(Business in Cameroon) - Central African transporters are asking the government in Bangui to work for the modification of the transport agreement linking this country to Cameroon, to offer more leeway to Cameroonian transporters on Central African soil.
Indeed, we learned at the end of a recent meeting between transport unions and the Central African Minister of Commerce, the law banning Cameroonian transporters from working inside the Central African Republic (and vice versa) is at the cause for the price hike on consumer goods in CAR. Thus, CAR transporters would wish for this measure taken by the people in charge of transport in both countries, to be cancelled.
According to the proponents of this idea, once in Bangui, several trucks belonging to Cameroonian transporters are blocked in the Central African capital, while they wait for local transporters, whose fleet is reduced, to take over the distribution of cargoes thus transported till Bangui towards the hinterland.
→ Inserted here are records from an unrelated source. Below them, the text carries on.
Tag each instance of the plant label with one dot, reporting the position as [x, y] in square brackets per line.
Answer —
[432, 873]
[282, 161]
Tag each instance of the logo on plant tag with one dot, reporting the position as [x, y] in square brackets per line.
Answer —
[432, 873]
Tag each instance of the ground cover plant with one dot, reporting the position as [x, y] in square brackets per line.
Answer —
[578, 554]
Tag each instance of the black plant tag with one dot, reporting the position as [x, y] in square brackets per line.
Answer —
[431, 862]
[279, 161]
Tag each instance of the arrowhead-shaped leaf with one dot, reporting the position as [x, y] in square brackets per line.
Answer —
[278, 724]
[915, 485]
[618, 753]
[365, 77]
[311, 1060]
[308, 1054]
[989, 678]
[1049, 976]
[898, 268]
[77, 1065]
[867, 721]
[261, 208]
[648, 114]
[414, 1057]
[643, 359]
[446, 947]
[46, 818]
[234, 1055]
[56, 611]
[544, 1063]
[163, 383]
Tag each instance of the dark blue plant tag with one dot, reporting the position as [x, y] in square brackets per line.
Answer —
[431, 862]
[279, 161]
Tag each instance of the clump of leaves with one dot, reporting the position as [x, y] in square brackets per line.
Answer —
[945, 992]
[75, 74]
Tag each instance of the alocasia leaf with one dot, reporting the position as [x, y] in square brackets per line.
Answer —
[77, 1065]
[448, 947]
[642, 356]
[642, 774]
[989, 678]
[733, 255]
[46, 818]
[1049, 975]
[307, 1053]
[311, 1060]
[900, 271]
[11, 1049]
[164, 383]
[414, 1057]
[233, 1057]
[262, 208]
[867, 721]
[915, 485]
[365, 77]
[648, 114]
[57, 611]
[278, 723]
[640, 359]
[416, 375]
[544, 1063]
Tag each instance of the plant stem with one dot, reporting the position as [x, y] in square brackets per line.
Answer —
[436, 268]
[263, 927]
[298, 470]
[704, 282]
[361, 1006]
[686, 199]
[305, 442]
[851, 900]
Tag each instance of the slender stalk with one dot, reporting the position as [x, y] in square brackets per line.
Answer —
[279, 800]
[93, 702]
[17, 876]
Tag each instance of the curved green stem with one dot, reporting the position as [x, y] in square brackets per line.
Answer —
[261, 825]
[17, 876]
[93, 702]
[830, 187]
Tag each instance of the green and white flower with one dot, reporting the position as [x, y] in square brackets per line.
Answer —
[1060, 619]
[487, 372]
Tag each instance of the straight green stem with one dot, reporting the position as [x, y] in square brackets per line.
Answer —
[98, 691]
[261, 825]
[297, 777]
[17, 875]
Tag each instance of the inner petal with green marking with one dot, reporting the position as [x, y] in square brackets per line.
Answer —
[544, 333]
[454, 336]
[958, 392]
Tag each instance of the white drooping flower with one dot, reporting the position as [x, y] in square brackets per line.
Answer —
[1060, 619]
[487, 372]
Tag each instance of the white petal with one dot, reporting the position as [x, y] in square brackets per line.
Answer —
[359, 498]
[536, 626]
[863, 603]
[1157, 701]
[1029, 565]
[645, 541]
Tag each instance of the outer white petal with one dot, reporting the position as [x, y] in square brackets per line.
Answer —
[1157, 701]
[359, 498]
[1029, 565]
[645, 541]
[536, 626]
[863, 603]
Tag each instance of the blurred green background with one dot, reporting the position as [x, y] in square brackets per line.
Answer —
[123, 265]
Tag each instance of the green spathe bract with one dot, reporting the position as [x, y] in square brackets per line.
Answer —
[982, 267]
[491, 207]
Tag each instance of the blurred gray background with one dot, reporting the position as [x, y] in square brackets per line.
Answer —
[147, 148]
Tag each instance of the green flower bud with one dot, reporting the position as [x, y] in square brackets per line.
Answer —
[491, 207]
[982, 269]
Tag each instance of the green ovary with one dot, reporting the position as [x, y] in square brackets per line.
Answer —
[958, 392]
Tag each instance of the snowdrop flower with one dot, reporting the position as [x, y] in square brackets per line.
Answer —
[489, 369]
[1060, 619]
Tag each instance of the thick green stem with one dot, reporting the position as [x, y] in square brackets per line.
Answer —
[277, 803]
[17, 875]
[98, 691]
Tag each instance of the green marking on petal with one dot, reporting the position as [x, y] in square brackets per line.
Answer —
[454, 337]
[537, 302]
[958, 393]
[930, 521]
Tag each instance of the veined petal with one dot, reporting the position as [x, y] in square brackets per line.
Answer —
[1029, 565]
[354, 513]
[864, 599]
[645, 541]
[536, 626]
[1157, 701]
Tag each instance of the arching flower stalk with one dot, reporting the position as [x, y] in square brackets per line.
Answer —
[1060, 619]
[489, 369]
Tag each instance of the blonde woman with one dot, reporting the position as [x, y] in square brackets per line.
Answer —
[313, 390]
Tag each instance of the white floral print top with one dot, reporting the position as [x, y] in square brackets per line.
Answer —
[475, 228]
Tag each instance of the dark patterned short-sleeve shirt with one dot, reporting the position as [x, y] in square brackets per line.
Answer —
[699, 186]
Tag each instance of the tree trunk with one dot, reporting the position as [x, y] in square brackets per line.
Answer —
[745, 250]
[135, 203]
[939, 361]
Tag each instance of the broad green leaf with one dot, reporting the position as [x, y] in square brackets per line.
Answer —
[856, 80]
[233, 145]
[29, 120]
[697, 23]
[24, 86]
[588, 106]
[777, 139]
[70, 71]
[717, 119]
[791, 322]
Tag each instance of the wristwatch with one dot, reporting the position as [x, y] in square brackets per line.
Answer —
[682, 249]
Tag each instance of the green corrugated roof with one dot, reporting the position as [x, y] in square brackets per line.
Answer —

This extended need for Cameroonian drivers to remain in Bangui, we learn, reduces the availability of trucks on the Douala-Bangui corridor, which increases transport costs and consequently the prices of goods once in CAR.
According to Central African transporters, by authorising Cameroonian truckers to make deliveries upcountry in CAR, the Central African government would improve the rotation of trucks between the Douala-Bangui corridor and the hinterland, and thus contribute to the reduction of transport costs and goods prices.